Philip Browning, head of the department, said that he has made equipment and technology upgrades a priority following years of neglect. Outfitting case workers with iPhones, dictation technology and ergonomically sound furniture makes them more efficient, he said.
“It’s appropriate to keep employees safe and healthy,” he said. “We spend a huge amount of money on workers’ comp. We need to address that.”
According to department records, the DCFS paid $348,000 in fiscal 2014 for supplies and equipment. That amount more than doubled, to $709,000, in fiscal 2015. And in the first four months of the current fiscal year, the department spent $700,000-plus on the equipment — more than the similarly sized probation department did the last two full years.
Officials said that employees were not required to choose the most cost-effective products to meet their ergonomic needs.

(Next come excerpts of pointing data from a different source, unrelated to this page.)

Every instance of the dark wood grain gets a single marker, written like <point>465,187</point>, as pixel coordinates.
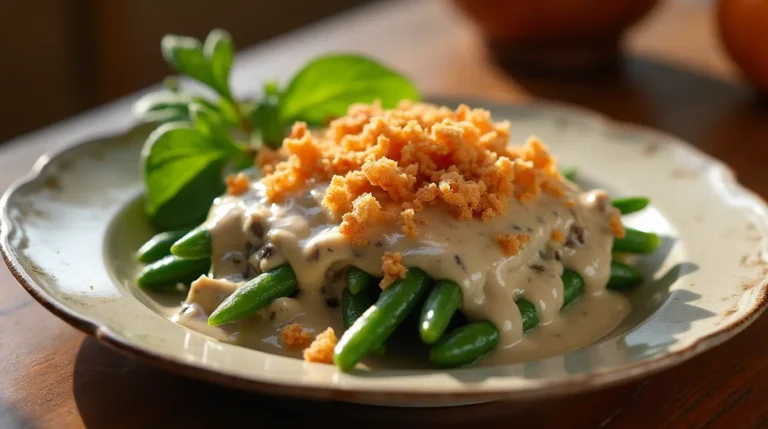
<point>52,376</point>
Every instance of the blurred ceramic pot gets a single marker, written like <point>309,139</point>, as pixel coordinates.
<point>555,35</point>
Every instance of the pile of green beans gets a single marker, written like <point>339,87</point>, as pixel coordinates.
<point>371,318</point>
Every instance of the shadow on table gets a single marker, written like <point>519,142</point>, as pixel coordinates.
<point>11,418</point>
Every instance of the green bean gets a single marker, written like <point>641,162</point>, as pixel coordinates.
<point>256,294</point>
<point>381,319</point>
<point>635,241</point>
<point>441,304</point>
<point>573,286</point>
<point>623,276</point>
<point>358,280</point>
<point>468,343</point>
<point>464,345</point>
<point>630,204</point>
<point>171,270</point>
<point>528,314</point>
<point>353,306</point>
<point>195,244</point>
<point>159,246</point>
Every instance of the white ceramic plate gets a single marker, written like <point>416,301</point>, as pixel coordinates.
<point>70,227</point>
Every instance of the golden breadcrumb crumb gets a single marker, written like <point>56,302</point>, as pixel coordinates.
<point>237,185</point>
<point>406,158</point>
<point>512,244</point>
<point>407,217</point>
<point>321,349</point>
<point>616,226</point>
<point>294,335</point>
<point>365,209</point>
<point>393,268</point>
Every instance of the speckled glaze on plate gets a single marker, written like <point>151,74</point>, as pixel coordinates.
<point>69,228</point>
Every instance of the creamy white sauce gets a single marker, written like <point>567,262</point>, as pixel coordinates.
<point>250,235</point>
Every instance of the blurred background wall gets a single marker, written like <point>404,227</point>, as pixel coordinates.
<point>60,57</point>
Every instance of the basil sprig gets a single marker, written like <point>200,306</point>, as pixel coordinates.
<point>198,140</point>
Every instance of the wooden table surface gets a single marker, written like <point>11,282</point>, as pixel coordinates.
<point>676,78</point>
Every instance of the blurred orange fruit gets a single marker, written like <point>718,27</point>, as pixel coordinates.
<point>743,27</point>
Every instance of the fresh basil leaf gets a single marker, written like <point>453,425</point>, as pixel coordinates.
<point>209,122</point>
<point>162,107</point>
<point>185,55</point>
<point>171,83</point>
<point>183,174</point>
<point>326,87</point>
<point>271,89</point>
<point>219,50</point>
<point>266,119</point>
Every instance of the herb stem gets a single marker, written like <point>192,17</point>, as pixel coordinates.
<point>245,124</point>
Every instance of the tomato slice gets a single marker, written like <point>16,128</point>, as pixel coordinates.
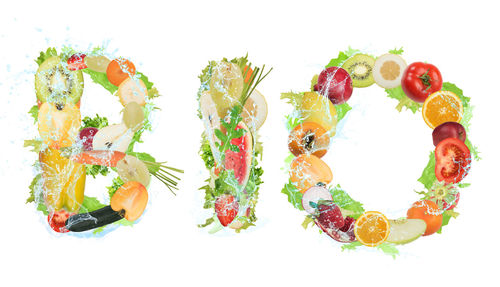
<point>453,160</point>
<point>57,220</point>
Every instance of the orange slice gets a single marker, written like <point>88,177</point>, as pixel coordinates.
<point>372,228</point>
<point>441,107</point>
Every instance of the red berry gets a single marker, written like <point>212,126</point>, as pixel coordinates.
<point>86,135</point>
<point>336,84</point>
<point>226,208</point>
<point>77,62</point>
<point>330,215</point>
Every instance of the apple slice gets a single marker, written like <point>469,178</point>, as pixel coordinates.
<point>115,137</point>
<point>406,230</point>
<point>314,194</point>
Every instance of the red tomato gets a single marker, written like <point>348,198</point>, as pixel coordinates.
<point>419,80</point>
<point>452,160</point>
<point>429,212</point>
<point>57,220</point>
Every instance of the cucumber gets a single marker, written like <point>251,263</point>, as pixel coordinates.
<point>97,218</point>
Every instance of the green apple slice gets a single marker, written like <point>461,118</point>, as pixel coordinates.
<point>406,230</point>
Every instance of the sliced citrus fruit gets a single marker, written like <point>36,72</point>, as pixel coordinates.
<point>441,107</point>
<point>372,228</point>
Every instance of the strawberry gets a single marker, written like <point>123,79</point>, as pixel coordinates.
<point>329,214</point>
<point>77,62</point>
<point>226,208</point>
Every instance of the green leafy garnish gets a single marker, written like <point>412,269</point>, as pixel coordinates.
<point>95,170</point>
<point>34,113</point>
<point>389,249</point>
<point>206,153</point>
<point>398,94</point>
<point>231,132</point>
<point>36,145</point>
<point>351,246</point>
<point>293,98</point>
<point>33,186</point>
<point>293,194</point>
<point>307,221</point>
<point>447,215</point>
<point>342,110</point>
<point>341,58</point>
<point>90,204</point>
<point>428,176</point>
<point>159,170</point>
<point>45,55</point>
<point>96,122</point>
<point>344,201</point>
<point>101,79</point>
<point>396,51</point>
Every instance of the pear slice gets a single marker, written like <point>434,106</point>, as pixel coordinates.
<point>131,168</point>
<point>115,138</point>
<point>406,230</point>
<point>255,111</point>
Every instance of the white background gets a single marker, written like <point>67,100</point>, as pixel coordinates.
<point>377,157</point>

And if workers say they need an item to prevent injuries, department policy dictates that they probably will get it, even if the same product has been provided to the same worker before.
No doctor’s note is required, according to department policy.
The variety of products available is vast. One employee requested and received the $153 electric tape dispenser. Another, records show, asked for a $49 doze alert — a device that wakes up someone who has drifted off. Request approved.
“In a time when foster children and foster parents struggle to have their basic needs met, we should be buying solid, cost-effective office equipment — not some of the most expensive stuff on the market,” said Aubrey Manual, president of a foster parent association that has lobbied unsuccessfully for more money to be spent on reversing a critical shortage of foster homes.
Germaine Key, of the department’s health and safety management division, said the prices being paid were appropriate. “This seems to be standard for what good products cost,” she said.
This year, the L.A. County auditor-controller criticized other DCFS fiscal practices, blaming poor inventory control for the loss of thousands of dollars in bus tokens meant for clients.
Auditors found that the tokens had been left in open cabinets accessible to anyone in the office, and paper logs didn’t show who had removed them.
The tokens, auditors said, “should be safeguarded in the same manner as cash to prevent theft or misuse.”
According to Browning, ergonomics spending in earlier years might have been artificially low because fewer employees were assigned to interview staffers about what they needed to prevent workplace injuries.
That hiring will increase staff 7% this fiscal year, while the spending on ergonomic equipment could reach 300% if the outlays continue at the current pace. Typically, spending is evenly distributed across all seasons of the year, according to department records.
The DCFS director said that it was important to factor workers’ compensation into any cost-benefit analysis. “This spending can help to avoid claims down the line,” he said.
Workers’ compensation payouts for injures have remained steady at $14 million a year for the last two years.